Último poste da série > 29 de dezembro de 2011 > Guiné 63/74 - P9287: Excertos do Diário do António Graça de Abreu (CAOP1, Canchungo, Mansoa e Cufar, 1972/74) (2): As duas passagens de ano: Canchungo, 1972/73, e Cufar, 1973/74

4 comentários:

Anónimo disse...

Ah.. ganda paisano travestido de militar.

Sinceridade
Humildade
Gajo porreiro
Ganda sortudo
Poeta,só que a tropa muito menos a guerra não era um poema
Merecias a "porrada"
digo eu
afinal o D., não era assim tão duro.

Um grande alfa bravo

C.Martins

antonio graça de abreu disse...

Uma explicação:

No meu "Diário da Guiné", com o apronto e escrita definitiva em finais de 2006, aparecem três oficiais do Quadro Permanente que identifiquei apenas pelas iniciais, o coronel D., coronel pára-quedista Rafael Ferreira Durão, o major P.,o então major de artilharia João António de Gusmão Pimentel da Fonseca e o major N., já em Cufar, o então major de artilharia Nelson de Matos.
Os nomes não aparecem por extenso porque nos meus textos faço um ou outro comentário menos simpático sobre estes oficiais superiores que poderiam desagradar aos meus companheiros do CAOP 1, e em 2006, ao publicar o livro, eu não queria magoar ninguém. U exemplo: em 2006 o ten.general Rafael Ferreira Durão estava ainda vivo, mas doente, e eu afirmo (é verdade!) que ele batia a murro nos soldados.
Os outros dois majores, Pimentel e Matos, hoje coronéis na reforma com 81 e 80 anos estão vivos, moram em Benfica e em Alvalade (Lisboa)são ainda companheiros de longas conversas sobre a Guiné e a guerra. Dão-me a honra de ser meus amigos.
Se um dia o "Diário da Guiné" (o meu, não confundir, como costuma acontecer nas livrarias, com dois livros com o mesmo título da autoria do Mário Beja Santos) tiver uma 2ª. edição, todos os nomes aparecerão por extenso.

Abraço,

António Graça de Abreu

Manuel Peredo disse...

Confirmo que o coronel Durão batia nos soldados.Eu próprio assisti no gabinete dele em Teixeira Pinto,a uma cena de pugilato.A vítima faz parte deste blogue,mas não revelarei o nome.

Anónimo disse...

Camarigos
É bem verdade tudo quanto o nosso poeta e ilustre sínico (atenção, não confundir com grafia iniciada por c) diz sobre o então Cmdt do CAOP 1.
Modos, rudeza, temeridade (que eu até julgava ser maluquice) e uso frequente de boxe(!).
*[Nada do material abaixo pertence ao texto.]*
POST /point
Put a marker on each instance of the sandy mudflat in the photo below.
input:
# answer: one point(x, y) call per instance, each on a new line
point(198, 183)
Mas quando o fazia fechado no gabinete, creio que apenas com os Páras, também "levava".
Era uma forma de não usar o RDM, que poderia ter consequências negativas no futuro do pessoal.
Quanto ao Maj Pimentel, já pouco convivi com ele, mas era muito diferente do anterior, Maj CEM Luís Alberto Santiago Inocentes, de muito fino trato.